He clicked off and I called the civilian dispatcher back and got the name and the address of the motel. Then I left my coffee on my desk and told my sergeant what was up and headed back to my quarters to change. I figured a presence required Class A greens, not woodland-pattern BDUs.

I took a Humvee from the MP motor pool and was logged out through the main gate. I found the motel inside fifty minutes. It was thirty miles due north of Fort Bird through dark undistinguished North Carolina countryside that was equal parts strip malls and scrubby forest and what I figured were dormant sweet potato fields. It was all new to me. I had never served there before. The roads were very quiet. Everyone was still inside, partying. I hoped I would be back at Bird before they all came out and started driving home. Although I really liked the Humvee’s chances, head-on against a civilian ride.
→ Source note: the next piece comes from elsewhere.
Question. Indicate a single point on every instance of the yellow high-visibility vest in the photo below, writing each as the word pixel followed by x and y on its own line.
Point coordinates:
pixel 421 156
The motel was part of a knot of low commercial structures clustered in the darkness near a big highway interchange. There was a truck stop as a centerpiece. It had a greasy spoon that was open on the holidays and a gas station big enough to take eighteen-wheelers. There was a no-name cinder-block lounge bar with lots of neon and no windows. It had an Exotic Dancers sign lit up in pink and a parking lot the size of a football field. There were diesel spills and rainbow puddles all over it. I could hear loud music coming out of the bar. There were cars parked three-deep all around it. The whole area was glowing sulfurous yellow from the streetlights. The night air was cold and full of fog. The motel itself was directly across the street from the gas station. It was a run-down swaybacked affair about twenty rooms long. It had a lot of peeling paint. It looked empty. There was an office at the left-hand end with a token vehicle porch and a buzzing Coke machine.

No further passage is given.